Au nom des femmes

No 095 - Printemps 2023

Sara R. Harris

Au nom des femmes

Viviana Isaza

Sara R. Harris, Au nom des femmes, M Éditeur, 2022, 304p.

L’autrice Sara R. Farris est professeure en sociologie à l’Université Goldsmith de Londres. Elle s’intéresse aux mouvements féministes, au racisme et au marxisme. En 2017, elle publie la version originale de son livre In the Name of Women’s Rights : The Rise of Femonationalism aux Presses universitaires de Duke. Dans cet ouvrage, elle expose sa thèse sur le fémonationalisme : elle est la première à introduire ce terme dans l’analyse politique.

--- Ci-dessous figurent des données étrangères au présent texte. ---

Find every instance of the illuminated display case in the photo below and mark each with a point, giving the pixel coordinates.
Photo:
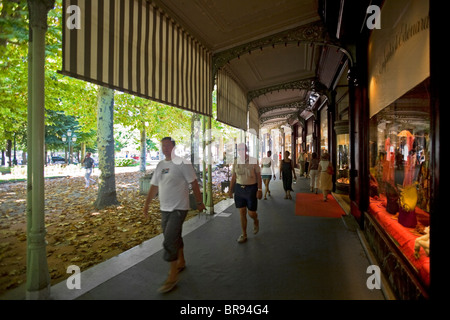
(342, 157)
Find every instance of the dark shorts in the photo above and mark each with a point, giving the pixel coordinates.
(245, 196)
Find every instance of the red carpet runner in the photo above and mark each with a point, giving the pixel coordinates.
(310, 204)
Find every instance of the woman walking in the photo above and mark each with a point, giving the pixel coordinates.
(267, 172)
(325, 177)
(314, 173)
(286, 171)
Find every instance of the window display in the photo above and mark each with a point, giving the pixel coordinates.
(400, 172)
(343, 161)
(323, 130)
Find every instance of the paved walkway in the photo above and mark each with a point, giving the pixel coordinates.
(291, 258)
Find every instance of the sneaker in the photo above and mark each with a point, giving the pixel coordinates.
(242, 238)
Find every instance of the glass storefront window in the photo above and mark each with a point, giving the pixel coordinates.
(323, 130)
(400, 175)
(343, 162)
(400, 145)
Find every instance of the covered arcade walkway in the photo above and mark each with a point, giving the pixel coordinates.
(291, 258)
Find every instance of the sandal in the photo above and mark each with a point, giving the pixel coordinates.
(168, 286)
(242, 238)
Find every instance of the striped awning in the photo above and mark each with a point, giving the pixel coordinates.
(134, 47)
(231, 101)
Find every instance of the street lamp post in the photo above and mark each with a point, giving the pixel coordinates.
(69, 138)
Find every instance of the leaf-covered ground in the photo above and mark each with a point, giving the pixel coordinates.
(77, 233)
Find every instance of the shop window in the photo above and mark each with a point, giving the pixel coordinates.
(400, 173)
(323, 130)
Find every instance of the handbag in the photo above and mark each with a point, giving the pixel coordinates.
(407, 210)
(392, 199)
(330, 169)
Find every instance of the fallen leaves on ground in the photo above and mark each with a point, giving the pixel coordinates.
(77, 233)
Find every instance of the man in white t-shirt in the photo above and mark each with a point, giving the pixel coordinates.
(170, 181)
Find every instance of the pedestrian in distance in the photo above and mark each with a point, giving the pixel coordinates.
(267, 171)
(89, 165)
(314, 173)
(246, 185)
(326, 172)
(286, 172)
(170, 181)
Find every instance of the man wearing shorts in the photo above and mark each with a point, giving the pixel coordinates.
(247, 187)
(171, 180)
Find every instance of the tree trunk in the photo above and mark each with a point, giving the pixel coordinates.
(38, 277)
(142, 158)
(105, 142)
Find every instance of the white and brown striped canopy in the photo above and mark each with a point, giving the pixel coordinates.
(134, 47)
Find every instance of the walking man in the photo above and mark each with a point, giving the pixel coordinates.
(247, 187)
(88, 163)
(170, 181)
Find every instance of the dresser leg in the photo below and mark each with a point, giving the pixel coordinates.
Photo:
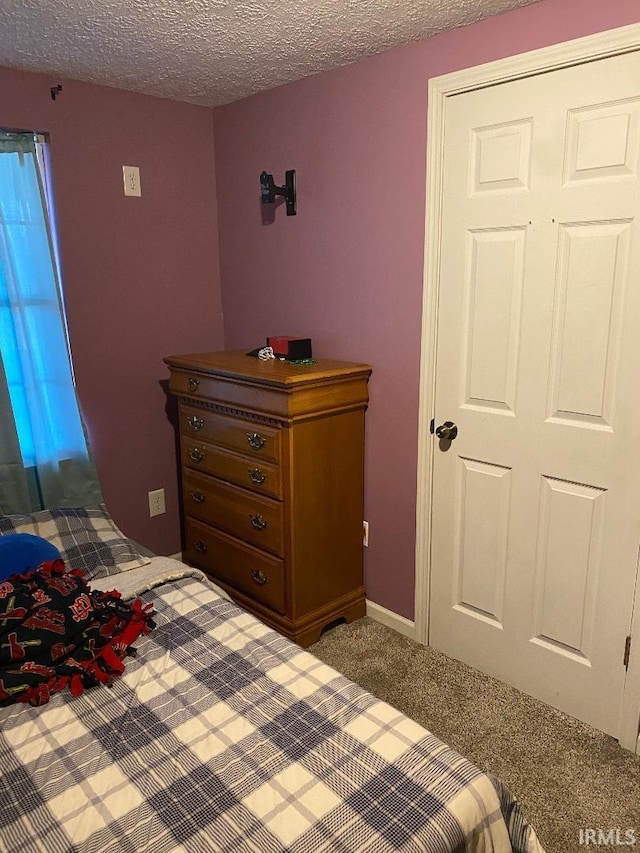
(308, 636)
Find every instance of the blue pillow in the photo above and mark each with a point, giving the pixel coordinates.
(23, 552)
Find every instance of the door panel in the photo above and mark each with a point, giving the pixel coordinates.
(536, 503)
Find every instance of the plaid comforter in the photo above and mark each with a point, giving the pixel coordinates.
(224, 736)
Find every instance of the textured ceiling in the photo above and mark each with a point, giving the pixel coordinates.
(213, 52)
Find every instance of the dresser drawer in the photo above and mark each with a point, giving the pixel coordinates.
(251, 517)
(254, 439)
(245, 568)
(254, 474)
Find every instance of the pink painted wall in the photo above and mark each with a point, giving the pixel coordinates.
(347, 270)
(141, 275)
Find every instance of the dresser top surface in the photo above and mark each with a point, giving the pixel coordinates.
(237, 364)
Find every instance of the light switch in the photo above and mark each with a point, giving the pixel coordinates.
(131, 178)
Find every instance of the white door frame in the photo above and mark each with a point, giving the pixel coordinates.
(600, 46)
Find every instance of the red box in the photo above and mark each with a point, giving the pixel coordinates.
(290, 347)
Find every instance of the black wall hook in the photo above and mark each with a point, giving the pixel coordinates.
(269, 190)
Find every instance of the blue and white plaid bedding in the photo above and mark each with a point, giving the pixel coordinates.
(224, 736)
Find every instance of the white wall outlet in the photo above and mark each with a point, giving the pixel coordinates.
(156, 503)
(131, 178)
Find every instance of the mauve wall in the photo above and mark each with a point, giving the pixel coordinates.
(347, 270)
(141, 275)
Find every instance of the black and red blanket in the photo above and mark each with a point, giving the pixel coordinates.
(55, 632)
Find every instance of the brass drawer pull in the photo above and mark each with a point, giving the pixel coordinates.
(256, 440)
(258, 522)
(259, 577)
(195, 423)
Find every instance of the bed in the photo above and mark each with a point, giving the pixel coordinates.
(222, 735)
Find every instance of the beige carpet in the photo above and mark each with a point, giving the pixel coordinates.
(567, 775)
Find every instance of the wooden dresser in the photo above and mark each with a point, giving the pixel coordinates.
(273, 484)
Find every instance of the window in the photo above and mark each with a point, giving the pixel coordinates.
(34, 346)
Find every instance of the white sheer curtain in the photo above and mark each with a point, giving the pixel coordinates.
(45, 460)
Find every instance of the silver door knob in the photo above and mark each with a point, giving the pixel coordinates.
(447, 431)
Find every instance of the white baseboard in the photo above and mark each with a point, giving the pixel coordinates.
(393, 620)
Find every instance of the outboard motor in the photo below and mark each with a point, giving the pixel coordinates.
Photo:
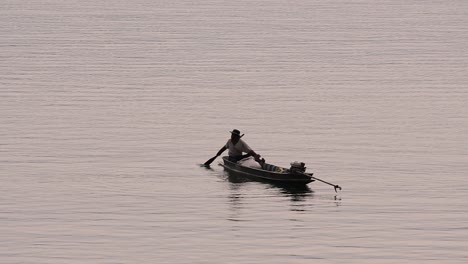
(297, 167)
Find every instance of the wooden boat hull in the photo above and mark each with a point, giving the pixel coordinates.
(280, 177)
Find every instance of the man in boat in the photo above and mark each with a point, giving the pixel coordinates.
(236, 147)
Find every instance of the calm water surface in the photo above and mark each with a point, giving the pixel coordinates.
(108, 107)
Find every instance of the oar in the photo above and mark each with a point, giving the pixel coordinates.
(315, 178)
(208, 162)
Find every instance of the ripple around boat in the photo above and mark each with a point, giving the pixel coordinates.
(269, 172)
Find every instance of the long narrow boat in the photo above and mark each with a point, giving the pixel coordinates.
(294, 175)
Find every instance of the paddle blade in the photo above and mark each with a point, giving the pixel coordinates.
(208, 162)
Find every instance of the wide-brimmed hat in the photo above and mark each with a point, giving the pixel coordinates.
(235, 132)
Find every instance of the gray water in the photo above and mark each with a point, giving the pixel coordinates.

 Pour Farris, le fémonationalisme est l’exploitation des termes féministes par les parties nationalistes de droite et néo-libéraux qui renforcent leurs campagnes anti-Islam et anti-immigration au nom de l’égalité des genres. La notion de fémonationalisme offre un cadre théorique permettant l’analyse du déploiement de l’égalité des genres dans les campagnes xénophobes et dans les programmes politico-économiques visant notamment l’intégration civique des immigrant·es. L’autrice démontre que la revendication de l’inclusion des genres est imposée comme une valeur supérieure qui est fondamentale à l’intégration des immigrant·es dans une société occidentale. Cependant, cette valeur renforce le caractère raciste et nationaliste de leurs programmes et leurs campagnes en décrivant les Autres masculins, les non-Occidentaux, comme des oppresseurs, et les Autres femmes comme étant des victimes, des femmes qu’il faut sauver. Cette notion de « racialisation du sexisme » (p. 81) renforce la propagande des partis nationalistes de droite : les Autres ne représentent pas les valeurs occidentales. Cette formation idéologique s’inscrit dans des contextes spécifiques permettant l’instrumentalisation ou l’institutionnalisation du fémonationalisme.

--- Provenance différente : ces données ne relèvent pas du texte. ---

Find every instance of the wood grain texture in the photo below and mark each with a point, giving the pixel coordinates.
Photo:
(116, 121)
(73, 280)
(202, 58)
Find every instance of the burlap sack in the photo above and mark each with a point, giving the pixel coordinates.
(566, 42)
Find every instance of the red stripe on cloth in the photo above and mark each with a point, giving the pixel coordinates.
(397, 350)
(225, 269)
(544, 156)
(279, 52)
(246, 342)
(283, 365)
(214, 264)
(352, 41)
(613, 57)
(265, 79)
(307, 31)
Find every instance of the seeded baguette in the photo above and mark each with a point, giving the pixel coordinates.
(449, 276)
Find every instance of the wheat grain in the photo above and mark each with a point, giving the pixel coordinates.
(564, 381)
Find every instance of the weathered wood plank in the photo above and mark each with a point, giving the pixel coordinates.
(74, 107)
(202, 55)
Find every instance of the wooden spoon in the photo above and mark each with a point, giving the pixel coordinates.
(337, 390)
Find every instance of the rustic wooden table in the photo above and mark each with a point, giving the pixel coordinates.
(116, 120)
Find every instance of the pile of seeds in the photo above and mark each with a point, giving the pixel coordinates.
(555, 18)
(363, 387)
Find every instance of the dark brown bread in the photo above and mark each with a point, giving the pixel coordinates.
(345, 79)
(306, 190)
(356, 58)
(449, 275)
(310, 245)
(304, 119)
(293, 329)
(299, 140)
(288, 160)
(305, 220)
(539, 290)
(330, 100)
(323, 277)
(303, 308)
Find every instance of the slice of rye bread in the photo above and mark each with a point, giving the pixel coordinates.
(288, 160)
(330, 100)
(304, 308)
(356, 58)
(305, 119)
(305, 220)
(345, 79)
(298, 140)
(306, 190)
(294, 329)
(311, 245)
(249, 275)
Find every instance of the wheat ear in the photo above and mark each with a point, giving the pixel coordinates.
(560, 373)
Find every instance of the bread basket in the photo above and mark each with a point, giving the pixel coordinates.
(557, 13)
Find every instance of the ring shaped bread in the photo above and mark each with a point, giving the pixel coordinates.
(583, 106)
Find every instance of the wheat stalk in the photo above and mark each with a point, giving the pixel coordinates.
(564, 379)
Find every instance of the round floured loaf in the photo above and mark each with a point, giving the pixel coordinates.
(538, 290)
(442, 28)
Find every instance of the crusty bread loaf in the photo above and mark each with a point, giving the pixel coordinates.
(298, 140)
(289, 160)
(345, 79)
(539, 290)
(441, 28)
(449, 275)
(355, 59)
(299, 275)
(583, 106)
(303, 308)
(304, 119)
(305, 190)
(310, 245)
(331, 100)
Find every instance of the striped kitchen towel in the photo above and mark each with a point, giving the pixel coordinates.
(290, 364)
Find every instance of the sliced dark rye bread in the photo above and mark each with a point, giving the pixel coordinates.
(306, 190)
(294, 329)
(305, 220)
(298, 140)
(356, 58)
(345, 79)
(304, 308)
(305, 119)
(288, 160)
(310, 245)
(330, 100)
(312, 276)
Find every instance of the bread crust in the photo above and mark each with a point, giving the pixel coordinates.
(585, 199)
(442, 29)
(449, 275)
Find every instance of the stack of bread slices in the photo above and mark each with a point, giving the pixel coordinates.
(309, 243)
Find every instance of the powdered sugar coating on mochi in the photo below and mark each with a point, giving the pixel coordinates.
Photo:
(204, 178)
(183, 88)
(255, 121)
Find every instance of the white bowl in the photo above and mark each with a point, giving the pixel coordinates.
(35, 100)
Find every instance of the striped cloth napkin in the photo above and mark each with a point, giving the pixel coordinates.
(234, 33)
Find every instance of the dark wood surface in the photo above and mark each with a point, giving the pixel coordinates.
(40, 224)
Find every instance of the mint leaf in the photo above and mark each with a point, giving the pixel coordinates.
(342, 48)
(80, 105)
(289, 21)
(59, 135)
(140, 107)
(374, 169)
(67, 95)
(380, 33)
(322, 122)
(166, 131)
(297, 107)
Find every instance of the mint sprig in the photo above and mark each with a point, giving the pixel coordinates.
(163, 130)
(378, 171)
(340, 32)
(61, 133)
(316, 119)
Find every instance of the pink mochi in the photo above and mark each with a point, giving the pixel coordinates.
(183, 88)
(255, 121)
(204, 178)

 L’ouvrage académique est divisé en cinq chapitres étayant l’instrumentalisation du fémonationalisme et les paradoxes de cette stéréotypisation dans les rôles sociaux et économiques des femmes. Par exemple, l’autrice nous démontre comment le rôle des femmes dans l’économie alimente paradoxalement la féminisation et la racialisation des marchés du travail au lieu de favoriser l’émancipation des droits des femmes. Par conséquent, il y a une contradiction lorsque les féministes ou les fémocrates poussent l’émancipation des femmes musulmanes et non occidentales tout en les orientant dans les secteurs domestiques peu rémunérateurs et précaires comme femme de ménage, gardienne, assistante pour les personnes âgées, tandis que le mouvement féministe cherche à libérer les femmes de ces secteurs (p. 33). Dans son analyse multidimensionnelle des dynamiques sociales, politiques et économiques, elle démontre que ce n’est pas une simple contradiction rhétorique, mais une « contradiction performative ». (p. 33).

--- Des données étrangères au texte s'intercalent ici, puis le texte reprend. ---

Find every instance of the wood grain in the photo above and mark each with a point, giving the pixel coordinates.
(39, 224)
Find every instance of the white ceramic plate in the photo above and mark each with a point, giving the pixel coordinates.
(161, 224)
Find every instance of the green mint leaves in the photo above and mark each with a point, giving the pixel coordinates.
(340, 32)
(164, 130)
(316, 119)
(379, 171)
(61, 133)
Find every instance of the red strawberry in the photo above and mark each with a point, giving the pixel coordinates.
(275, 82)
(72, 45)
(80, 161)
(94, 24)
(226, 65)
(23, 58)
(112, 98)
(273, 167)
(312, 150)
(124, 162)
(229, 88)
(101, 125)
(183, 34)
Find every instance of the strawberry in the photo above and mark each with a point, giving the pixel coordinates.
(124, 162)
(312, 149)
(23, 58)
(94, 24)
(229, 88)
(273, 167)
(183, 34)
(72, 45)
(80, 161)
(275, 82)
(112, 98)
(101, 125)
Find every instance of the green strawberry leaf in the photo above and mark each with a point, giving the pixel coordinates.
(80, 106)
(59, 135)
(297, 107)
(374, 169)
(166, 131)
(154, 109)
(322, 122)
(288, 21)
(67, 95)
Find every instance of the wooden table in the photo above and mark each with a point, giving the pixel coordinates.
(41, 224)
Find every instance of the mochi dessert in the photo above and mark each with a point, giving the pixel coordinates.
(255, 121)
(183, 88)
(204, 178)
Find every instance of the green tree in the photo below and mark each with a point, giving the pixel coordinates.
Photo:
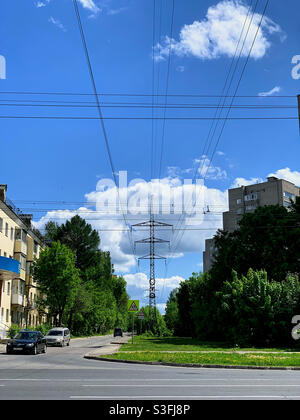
(172, 314)
(81, 238)
(57, 278)
(268, 239)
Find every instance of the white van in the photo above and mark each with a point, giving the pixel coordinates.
(58, 336)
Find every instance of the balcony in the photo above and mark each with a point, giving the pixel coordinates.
(17, 299)
(9, 268)
(20, 246)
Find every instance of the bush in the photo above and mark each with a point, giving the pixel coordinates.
(14, 329)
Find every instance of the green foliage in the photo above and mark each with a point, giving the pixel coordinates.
(57, 278)
(99, 300)
(268, 239)
(13, 330)
(153, 323)
(81, 238)
(247, 310)
(258, 311)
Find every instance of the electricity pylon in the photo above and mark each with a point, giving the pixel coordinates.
(152, 240)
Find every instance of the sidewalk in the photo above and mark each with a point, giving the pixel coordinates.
(112, 347)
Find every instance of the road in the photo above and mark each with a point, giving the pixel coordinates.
(63, 374)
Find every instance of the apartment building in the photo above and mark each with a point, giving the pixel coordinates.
(246, 199)
(19, 245)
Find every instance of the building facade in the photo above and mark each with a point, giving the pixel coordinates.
(19, 245)
(246, 199)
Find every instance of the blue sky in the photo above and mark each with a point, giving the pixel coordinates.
(63, 160)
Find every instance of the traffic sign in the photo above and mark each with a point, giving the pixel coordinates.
(141, 315)
(133, 305)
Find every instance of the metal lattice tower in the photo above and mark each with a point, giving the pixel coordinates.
(152, 256)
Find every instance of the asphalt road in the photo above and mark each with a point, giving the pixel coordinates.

 L’autrice se réfère au contexte des Pays-Bas, de la France et de l’Italie depuis les années 2000 pour l’étude du fémonationalisme. Elle tente de faire ressortir les parallèles sur les contextes nationaux et les acteurs et actrices politiques pour démontrer le caractère transnational du fémonationalisme (p. 35). Elle offre cette théorisation pour mettre une analyse politique de ce phénomène dans la politique nationale des pays d’Europe occidentale, mais pour l’Occident en général (p. 36).